- Matildaville Location within Northern Virginia Matildaville Location within Virginia Matildaville Location within the United States
- Coordinates: 38°59′50″N 77°15′46″W﻿ / ﻿38.99722°N 77.26278°W
- Country: United States
- State: Virginia
- County: Fairfax
- Time zone: UTC-5 (Eastern (EST))
- • Summer (DST): UTC-4 (EDT)

= Matildaville, Virginia =

Matildaville is a ghost town located along the Patowmack Canal near present day Great Falls, Virginia, United States. It was named for the wife of Light Horse Harry Lee, on 40 acres of land owned at the time by Bryan Fairfax, 8th Lord Fairfax of Cameron, and served as headquarters for the Patowmack Company from 1785 until 1799. Now, all that remains of the town are a series of ruins on the grounds of Great Falls Park.

==History==

Although both the Maryland and Virginia legislatures issued charters for the Patowmack Company in 1785, and George Washington became its first president (as well as owner of 50 shares of stock), the Virginia General Assembly did not issue a charter for this town until 1790. Its first trustees were: George Gilpin, Albert Russell, Josiah Clapham, Richard Bland Lee, Leven Powell and Samuel Love. It began as a staging and headquarters area for construction of the canal. At its height the town included the residence of the Patowmack Canal Company superintendent, a market, grist mill, sawmill, foundry, inn, ice house, workers' barracks, boarding houses, and other homes.

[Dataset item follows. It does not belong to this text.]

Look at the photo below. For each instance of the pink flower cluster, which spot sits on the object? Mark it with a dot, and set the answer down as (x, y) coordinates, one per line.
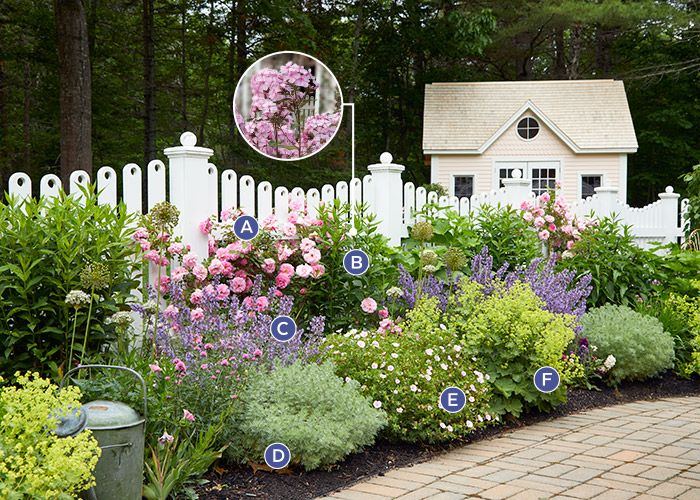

Boatman and passengers stopped to wait their turn through the locks.

Although the canal which ultimately opened up the Ohio River Valley for development was a lifelong dream of George Washington, the President died two years before completion of this first section. In 1802, the Patowmack Company finished a series of five canals and locks (including the Patowmack Canal) which enabled flat-bottomed boats poled like gondolas to skirt the falls of the Potomac River, and in 1807 it collected $15,000 in tolls. However, its construction costs greatly exceeded estimates and it never became a financial success. In 1821 a joint committee appointed by the Virginia and Maryland legislatures recommended that its charter be revoked, though instead it merged into the newly organized Chesapeake and Ohio Canal Company in 1828.

An attempt to reinvent the town as a textile manufacturing center, modeled after the town of Lowell, Massachusetts, was made in 1839 by the Great Falls Manufacturing Company. The Company purchased the Patowmack Canal land at Great Falls, along with several town lots. In 1839, the town was re-chartered as South Lowell. However, in 1853, Congress granted the U.S. government power to condemn land in order to construct an aqueduct. In 1858, the government filed a lawsuit to shut the mills, which shareholders and the State of Virginia contested for four decades, by which time the Civil War had ended and the manufacturing enterprise long closed.

Tourists and local fisherman at Great Falls frequently dined and lodged at one of the town's taverns. Dickey's Tavern, constructed c. 1797, claimed to have hosted every U.S. President from George Washington to Theodore Roosevelt and was the last remaining building in Matildaville before a fire destroyed it in 1950.